Descriptions, Reviews, Etc.
Publisher Description:
I am the most fortunate of beings I went to school before progressive education tightened its grip on American education. I missed being diagnosed as learning disabled (LD), with attention deficit disorder (ADD) and perhaps with a bit of Asperger's Syndrome thrown in. Or, perhaps, or one or another of those pseudo-medical diseases the schools dream up to account for those mis-fortunates who do not fit into their narrow concept of a curriculum. I am doubly fortunate to also have Perseverance, a malady that has not yet been credited with a diagnosis. Perseverance the ability to stick to some task beyond any reasonable limits, to the point of absolute stupidity.This combination of pseudo maladies is one of the happiest recipes for life. Being an LD provided the motivation to solve the problem of teaching children to read, and solve it I did. Why am I not famous and rich? It is just that .the rest of the world is content with their 35% failure rate.

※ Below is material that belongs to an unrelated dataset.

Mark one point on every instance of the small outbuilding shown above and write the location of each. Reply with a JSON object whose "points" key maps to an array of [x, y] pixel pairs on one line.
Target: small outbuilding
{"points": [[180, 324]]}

We Dyslexics are likely to have a visual- spatial hunter/gatherer mind. Much of our language must be translated from glorious dynamic mental images into paltry linear speech. Words do not come naturally. It is difficult for us to achieve ease with the written word, and so we learn to be slower and more careful as we read. For us Attention Deficit folks the world always has something new to explore, or some new way to look at the old. ADD folks are eclectic, have wide interests and much more fun than the rest of the world. Being ADD compliments the Perseverance by keeping one out of a single rut into many ruts. The touch of Aspbergers makes me a little odd, and inclined to view the world a little differently.